Did the same thing last night myself and felt much better.

[quote]Captain Needa wrote:
While I am nowhere close to mastering the SGHP, I did recently make a break-through on technique. I had been struggling to do 115lb (I know - baby weights) for the longest time. Then one day I started to feel the hip drive and all of a sudden the weight was light. I ramped to 150 in two sessions and I feel like I can go higher already (though I am forcing myself to make 5lb jumps). Again, I know that these are far from impressive pulls. I never felt bad after this move like you did - but on the flip side I really look forward to them now.

Cheers,
Needa[/quote]

I have to remember that SGHP is a partial movement, compared to the snatch or power snatch. I do full snatch singles until I have “good” form with at least 70% of my PR. Before SGHP layers. If I don’t start with full snatches, I struggle with my form and using my hips for the first few sets, and then I am thinking too much while I ramp. Now, I am using more weight for SGHP, but my full snatches are less than my bodyweight for activation sets.

Just wanted to throw that out there for anybody needing a boost in their deadlift sessions (and as a thank you to CT of course)… I remember in one of CT’s SGHP threads he mentioned that it can potentiate the deadlift if performed first.

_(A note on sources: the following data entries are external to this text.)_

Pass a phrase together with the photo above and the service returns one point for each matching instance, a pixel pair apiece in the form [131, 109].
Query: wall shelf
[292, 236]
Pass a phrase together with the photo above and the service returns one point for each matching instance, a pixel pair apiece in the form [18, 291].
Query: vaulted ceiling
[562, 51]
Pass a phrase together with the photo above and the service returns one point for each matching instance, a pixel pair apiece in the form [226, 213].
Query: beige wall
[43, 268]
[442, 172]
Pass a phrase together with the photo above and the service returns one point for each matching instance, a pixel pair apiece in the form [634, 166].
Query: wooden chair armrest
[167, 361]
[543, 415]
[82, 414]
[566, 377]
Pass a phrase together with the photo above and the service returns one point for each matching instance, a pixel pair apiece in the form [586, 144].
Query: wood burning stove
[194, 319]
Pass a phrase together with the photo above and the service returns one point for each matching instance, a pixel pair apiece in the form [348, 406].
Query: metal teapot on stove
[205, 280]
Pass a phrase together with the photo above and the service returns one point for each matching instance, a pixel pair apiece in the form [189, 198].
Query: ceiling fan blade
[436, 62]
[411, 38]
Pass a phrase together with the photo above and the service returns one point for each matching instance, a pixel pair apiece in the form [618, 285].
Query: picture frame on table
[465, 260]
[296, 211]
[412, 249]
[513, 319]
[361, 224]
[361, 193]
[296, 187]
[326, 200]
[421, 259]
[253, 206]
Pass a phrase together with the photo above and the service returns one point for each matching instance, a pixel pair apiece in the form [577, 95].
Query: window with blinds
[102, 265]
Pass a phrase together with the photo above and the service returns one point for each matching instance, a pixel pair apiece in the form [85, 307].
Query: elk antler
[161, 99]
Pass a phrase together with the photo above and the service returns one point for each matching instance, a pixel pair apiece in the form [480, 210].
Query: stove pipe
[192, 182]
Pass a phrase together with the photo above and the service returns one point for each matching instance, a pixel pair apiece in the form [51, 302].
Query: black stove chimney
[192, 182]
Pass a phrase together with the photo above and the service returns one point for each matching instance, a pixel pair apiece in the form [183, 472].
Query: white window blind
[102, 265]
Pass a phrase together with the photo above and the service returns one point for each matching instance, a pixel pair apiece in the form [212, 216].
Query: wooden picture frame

Well today was my first deadlift session using SGHP technique practice sets at the start (8x3 @ 60-70% which I’m doing at the start of every workout).

When I transitioned to the trap bar deadlifts, it was an incredible difference. The entire movement felt easy, weights were flying up. I went right past my previous PR by 22.5lbs. I stopped there even though I could’ve gone up another 15 lbs since it would’ve been more of a grinder. Couldn’t believe the difference.